Mass spectrometry is an analytical method used to identify different compounds based on the atomic sample constitution of the molecules and their charge state, which enables “blind” analysis of an unknown sample without any prior knowledge of its composition.
This kind of analytical power made this technique an indispensable tool for both qualitative and quantitative applications. Over the past two decades, prodigious technological advancements allowed for its use in studying peptides, proteins, carbohydrates, nucleic acids, drugs, and a plethora of other biologically pertinent molecules.
Mass Spectrometry MS
Principles of Mass Spectrometry
The basic principle of mass spectrometry lies in ionizing chemical compounds in order to generate charged molecules (or fragments) and determine their mass-to-charge ratio. Hence even the name “mass spectrometry” is sort of a misnomer, as we are not measuring strictly mass, but already mentioned mass-to-charge ratio (or a property related to it).
The analysis of data generated by mass spectrometry is a complicated issue specific to the type of experiment used for its production. There are general subdivisions of data fundamental for proper understanding; in addition, it is highly important to know if the observed ions are negatively or positively charged.

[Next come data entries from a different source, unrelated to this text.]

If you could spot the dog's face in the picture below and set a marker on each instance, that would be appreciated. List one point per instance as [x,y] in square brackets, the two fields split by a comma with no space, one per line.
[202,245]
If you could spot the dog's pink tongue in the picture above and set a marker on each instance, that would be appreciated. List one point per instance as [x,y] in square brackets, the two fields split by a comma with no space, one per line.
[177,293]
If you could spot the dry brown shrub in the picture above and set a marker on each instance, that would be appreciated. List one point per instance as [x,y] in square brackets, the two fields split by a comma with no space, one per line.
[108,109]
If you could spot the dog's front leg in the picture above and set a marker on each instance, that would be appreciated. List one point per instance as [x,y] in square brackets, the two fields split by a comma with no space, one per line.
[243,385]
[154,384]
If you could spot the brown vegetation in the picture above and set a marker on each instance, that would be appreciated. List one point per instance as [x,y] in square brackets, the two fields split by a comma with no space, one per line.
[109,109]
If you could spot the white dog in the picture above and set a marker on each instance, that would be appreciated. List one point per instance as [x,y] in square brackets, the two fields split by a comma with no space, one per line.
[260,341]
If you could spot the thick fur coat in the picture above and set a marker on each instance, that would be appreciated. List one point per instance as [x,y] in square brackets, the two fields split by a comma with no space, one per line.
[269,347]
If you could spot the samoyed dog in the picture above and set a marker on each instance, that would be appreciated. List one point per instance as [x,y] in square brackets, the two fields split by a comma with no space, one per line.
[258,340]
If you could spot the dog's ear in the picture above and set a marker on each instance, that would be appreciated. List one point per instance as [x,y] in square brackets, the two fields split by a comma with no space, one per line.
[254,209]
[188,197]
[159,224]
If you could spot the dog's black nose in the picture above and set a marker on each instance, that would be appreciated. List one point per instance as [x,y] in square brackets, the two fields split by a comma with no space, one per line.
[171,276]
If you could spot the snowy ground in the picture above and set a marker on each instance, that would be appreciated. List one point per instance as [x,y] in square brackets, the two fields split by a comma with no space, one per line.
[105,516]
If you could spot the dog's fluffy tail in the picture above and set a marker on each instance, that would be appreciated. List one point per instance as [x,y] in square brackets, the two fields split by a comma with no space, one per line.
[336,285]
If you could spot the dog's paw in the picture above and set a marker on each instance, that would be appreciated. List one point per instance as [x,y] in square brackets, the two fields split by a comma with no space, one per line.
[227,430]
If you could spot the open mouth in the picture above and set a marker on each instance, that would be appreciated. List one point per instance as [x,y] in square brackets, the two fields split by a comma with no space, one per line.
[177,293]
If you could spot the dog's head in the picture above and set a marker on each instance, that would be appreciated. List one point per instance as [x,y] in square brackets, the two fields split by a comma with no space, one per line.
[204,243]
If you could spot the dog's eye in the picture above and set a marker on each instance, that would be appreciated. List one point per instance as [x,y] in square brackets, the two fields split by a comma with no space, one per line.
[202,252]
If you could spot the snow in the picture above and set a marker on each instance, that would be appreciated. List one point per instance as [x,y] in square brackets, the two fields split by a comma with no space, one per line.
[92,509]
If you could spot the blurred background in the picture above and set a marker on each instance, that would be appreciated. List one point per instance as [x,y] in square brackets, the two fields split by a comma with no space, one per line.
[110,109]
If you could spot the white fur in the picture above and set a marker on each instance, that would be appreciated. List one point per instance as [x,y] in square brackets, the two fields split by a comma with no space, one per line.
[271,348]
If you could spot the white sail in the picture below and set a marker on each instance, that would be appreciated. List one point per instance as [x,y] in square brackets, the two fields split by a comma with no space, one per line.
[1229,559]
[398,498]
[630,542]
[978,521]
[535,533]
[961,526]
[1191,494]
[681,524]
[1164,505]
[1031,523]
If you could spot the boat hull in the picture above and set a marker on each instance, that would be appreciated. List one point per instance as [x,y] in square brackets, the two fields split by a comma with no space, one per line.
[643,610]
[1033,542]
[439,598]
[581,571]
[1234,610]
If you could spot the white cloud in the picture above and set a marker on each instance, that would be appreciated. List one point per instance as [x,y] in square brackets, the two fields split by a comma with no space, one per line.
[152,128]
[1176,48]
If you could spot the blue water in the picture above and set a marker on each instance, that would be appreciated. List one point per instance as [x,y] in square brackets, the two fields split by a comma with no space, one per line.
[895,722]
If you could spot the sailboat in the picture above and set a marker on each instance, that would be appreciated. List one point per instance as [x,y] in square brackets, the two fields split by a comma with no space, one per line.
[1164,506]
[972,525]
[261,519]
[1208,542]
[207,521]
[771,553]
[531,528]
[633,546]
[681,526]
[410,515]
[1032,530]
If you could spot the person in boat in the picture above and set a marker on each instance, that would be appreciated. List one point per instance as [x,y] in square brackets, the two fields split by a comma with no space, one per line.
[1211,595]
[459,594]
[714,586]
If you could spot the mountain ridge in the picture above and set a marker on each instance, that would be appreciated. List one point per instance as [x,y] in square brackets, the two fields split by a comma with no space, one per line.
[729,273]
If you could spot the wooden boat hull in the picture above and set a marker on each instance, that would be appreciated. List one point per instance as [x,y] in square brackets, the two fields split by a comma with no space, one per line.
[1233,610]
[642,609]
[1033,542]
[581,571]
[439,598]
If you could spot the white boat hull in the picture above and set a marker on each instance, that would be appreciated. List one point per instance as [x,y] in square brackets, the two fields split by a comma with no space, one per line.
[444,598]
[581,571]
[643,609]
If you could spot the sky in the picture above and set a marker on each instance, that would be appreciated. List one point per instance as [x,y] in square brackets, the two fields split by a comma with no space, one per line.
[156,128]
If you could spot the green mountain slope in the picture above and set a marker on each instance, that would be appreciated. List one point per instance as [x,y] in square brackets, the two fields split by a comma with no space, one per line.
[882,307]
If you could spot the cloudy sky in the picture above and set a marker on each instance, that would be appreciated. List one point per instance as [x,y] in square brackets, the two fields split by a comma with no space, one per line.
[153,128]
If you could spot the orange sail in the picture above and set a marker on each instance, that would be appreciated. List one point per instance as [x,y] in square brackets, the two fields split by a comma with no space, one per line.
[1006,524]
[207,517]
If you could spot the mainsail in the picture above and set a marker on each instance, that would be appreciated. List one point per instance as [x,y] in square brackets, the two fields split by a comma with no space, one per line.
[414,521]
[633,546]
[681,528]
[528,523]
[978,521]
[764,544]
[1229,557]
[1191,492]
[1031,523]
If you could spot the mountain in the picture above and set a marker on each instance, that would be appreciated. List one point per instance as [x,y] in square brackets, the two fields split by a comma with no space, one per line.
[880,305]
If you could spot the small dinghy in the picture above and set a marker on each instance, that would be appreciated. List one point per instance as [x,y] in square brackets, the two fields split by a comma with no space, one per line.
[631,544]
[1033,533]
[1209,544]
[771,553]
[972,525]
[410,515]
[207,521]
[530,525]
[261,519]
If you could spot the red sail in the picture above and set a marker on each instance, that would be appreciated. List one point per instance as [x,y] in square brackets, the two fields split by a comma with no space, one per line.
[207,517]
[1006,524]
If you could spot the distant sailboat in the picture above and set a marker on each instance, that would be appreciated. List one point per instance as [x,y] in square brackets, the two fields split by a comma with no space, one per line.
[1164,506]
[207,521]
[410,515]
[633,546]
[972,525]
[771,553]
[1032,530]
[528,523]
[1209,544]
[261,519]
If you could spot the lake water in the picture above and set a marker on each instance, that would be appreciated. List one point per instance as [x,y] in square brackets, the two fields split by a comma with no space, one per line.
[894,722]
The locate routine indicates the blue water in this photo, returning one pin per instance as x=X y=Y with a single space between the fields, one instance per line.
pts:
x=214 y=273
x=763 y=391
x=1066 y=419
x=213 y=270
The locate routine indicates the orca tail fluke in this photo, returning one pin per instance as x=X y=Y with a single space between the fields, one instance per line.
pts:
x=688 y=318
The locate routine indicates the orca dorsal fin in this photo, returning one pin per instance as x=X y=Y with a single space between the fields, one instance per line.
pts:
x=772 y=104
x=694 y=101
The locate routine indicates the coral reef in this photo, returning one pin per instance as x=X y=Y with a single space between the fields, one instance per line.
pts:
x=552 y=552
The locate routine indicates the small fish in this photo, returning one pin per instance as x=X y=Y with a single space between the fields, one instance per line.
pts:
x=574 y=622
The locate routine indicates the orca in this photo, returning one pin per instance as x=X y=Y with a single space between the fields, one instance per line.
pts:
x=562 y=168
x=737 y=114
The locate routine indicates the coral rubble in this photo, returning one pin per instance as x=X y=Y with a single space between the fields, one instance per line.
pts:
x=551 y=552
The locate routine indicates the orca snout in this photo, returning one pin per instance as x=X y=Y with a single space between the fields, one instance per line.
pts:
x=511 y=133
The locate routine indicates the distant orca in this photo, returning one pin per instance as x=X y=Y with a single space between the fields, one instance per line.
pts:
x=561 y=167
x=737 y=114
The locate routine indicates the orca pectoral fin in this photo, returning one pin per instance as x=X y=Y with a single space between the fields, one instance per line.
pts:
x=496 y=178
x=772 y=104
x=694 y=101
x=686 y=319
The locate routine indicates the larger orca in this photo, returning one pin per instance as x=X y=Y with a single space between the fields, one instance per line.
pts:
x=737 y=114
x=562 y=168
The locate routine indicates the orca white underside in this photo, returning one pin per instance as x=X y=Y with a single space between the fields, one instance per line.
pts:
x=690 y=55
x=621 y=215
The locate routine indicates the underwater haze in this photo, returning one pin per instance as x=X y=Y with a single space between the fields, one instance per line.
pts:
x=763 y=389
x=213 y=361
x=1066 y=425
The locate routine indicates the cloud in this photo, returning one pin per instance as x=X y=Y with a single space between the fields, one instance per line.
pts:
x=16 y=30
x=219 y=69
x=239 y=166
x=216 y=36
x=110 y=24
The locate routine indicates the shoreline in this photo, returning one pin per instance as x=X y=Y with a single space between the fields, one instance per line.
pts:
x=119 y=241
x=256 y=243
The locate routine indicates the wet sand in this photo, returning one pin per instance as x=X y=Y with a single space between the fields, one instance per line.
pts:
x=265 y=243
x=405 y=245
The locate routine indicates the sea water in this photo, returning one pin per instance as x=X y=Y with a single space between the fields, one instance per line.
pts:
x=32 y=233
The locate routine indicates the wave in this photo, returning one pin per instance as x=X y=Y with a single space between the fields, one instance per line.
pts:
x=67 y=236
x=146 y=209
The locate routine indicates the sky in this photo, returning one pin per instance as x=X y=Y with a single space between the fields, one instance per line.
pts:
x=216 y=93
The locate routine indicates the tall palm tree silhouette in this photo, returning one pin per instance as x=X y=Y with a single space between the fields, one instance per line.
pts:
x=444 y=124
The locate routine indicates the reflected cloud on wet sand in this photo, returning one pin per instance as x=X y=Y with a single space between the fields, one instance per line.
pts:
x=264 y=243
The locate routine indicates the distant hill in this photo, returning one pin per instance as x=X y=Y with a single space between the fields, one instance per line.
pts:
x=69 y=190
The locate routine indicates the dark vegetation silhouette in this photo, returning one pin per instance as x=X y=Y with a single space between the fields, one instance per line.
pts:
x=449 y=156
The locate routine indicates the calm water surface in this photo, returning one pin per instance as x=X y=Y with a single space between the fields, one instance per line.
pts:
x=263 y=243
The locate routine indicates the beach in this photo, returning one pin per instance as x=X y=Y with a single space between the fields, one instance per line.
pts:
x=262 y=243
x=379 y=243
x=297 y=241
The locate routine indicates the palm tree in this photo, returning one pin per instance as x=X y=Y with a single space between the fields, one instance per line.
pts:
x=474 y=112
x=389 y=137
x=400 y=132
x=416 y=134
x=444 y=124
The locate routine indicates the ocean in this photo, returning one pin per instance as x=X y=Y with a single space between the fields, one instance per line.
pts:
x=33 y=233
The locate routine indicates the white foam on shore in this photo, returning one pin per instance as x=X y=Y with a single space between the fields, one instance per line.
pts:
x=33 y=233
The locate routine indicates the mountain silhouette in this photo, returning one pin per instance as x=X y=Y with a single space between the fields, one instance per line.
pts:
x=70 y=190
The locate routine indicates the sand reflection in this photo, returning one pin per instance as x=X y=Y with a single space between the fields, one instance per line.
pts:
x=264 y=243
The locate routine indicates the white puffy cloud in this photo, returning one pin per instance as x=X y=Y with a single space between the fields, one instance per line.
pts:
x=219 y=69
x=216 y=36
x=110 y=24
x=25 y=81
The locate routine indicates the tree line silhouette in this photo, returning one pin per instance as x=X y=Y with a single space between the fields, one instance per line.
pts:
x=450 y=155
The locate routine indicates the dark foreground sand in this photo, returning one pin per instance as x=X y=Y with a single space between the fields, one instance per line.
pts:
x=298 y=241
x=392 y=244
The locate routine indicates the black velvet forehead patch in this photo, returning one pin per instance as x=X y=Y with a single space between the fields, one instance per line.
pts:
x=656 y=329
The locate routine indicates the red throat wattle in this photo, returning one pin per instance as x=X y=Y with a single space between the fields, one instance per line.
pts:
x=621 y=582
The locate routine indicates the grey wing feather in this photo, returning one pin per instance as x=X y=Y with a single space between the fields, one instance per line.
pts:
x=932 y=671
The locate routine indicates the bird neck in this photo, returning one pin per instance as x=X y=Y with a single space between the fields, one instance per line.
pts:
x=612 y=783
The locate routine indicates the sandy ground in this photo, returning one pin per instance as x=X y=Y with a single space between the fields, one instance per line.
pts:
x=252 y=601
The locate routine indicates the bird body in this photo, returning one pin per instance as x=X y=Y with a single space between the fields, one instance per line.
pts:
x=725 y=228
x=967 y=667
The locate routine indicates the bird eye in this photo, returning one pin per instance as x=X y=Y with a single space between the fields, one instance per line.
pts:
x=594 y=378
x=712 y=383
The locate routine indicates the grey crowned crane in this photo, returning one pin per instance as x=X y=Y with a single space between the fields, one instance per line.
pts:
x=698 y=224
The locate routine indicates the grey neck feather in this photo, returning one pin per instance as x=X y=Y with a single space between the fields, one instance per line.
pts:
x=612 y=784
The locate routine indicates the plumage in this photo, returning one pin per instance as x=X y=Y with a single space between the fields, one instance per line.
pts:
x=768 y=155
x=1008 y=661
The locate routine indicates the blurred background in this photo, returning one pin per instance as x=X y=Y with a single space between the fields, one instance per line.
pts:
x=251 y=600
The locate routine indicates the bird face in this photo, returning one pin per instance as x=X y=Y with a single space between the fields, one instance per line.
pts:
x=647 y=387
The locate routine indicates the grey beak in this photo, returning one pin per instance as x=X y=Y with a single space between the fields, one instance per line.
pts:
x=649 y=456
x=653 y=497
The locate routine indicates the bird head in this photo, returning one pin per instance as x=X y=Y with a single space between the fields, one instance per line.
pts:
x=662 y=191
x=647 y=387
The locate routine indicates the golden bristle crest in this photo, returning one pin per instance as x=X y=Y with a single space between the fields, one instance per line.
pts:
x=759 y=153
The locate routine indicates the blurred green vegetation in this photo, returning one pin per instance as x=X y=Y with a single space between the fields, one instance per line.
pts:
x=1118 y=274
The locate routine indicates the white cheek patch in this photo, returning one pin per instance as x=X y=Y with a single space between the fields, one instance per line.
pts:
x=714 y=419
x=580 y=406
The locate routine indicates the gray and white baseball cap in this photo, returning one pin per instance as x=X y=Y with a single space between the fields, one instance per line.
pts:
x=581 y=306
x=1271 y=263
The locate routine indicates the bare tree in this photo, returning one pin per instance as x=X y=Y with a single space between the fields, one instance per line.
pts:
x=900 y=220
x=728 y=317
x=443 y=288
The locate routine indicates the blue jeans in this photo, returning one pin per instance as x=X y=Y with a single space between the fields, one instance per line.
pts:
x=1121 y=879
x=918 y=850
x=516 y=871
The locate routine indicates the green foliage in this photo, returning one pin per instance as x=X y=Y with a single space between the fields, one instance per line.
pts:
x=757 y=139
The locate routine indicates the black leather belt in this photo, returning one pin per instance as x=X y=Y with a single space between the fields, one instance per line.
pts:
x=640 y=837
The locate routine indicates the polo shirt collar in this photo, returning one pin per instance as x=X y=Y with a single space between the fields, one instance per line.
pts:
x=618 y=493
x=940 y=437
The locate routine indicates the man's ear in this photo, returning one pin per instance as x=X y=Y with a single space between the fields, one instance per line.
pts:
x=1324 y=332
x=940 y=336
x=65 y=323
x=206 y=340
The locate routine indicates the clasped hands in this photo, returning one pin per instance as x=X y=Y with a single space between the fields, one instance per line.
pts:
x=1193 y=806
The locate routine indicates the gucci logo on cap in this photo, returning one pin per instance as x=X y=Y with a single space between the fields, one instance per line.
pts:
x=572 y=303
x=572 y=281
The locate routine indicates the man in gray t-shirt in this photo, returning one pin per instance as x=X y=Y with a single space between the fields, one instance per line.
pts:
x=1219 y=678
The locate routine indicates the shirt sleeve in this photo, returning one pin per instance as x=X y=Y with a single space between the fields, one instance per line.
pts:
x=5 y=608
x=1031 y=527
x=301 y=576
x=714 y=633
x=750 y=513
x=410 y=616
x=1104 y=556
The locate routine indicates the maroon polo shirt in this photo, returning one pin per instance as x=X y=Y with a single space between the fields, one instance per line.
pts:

Mass spectrometry can be used to measure molecular structure, molar mass, or sample purity. As each of these queries necessitates a different experimental approach, suitable definition of the experimental goal is a prerequisite for obtaining and analyzing the data.
Mass Spectrometers
The first mass spectrometer that analyzed only small inorganic molecules was developed in 1912, but today’s mass spectrometers can be used for analysis of biological macromolecules – practically with no mass limitations. Essentially, any information acquired from a mass spectrometer is a result of the analysis of gas-phase ions.
Mass spectrometer consists of three main modules: an ionization source that converts gas phase molecules into ions, a mass analyzer that sorts ions on the basis of their masses (using electromagnetic fields), and a detector that measures the value of an indicator and provides data for calculating the plenitude of present ions.
A key factor that decides the sensitivity of a mass spectrometer is the mass analyzer where ion separation takes place. Therefore, combining two or more analyzers in the same mass spectrometer can yield high performance and resolution.
Mass Spec Innovations: Advancing Research at University of Dundee
Types of Mass Spectrometry
Tandem mass spectrometry found its use in peptide sequencing, as well as in structural characterization of small oligo-nucleotides, carbohydrates and lipids. It employs two separate stages of mass analysis for selectively examining the fragmentation of particular ions present in a mixture of ions.
One of the commonly used combinations is gas chromatography-mass spectrometry (often abbreviated as GC/MS). In this technique, different compounds are separated by a gas chromatograph and subsequently ionized by a metallic filament to which voltage is applied. The intact ions and fragments are then detected by a mass spectrometer’s analyzer.
Liquid chromatography-mass spectrometry (LC/MS) first separates compounds chromatographically before they are directed to the ion source and the mass spectrometer. The mobile phase is a liquid, and an electrospray ionization source is most commonly employed in this technique.
In ion mobility spectrometry, ions are initially separated by drift time via some neutral gas under electrical potential gradient before they are introduced into a mass spectrometer. A recently introduced technique for structure clarification in mass spectrometry is called precursor ion fingerprinting, which identifies individual structural pieces by searching the tandem spectra of the molecule against a library of the product-ion spectra of characterized precursor ions.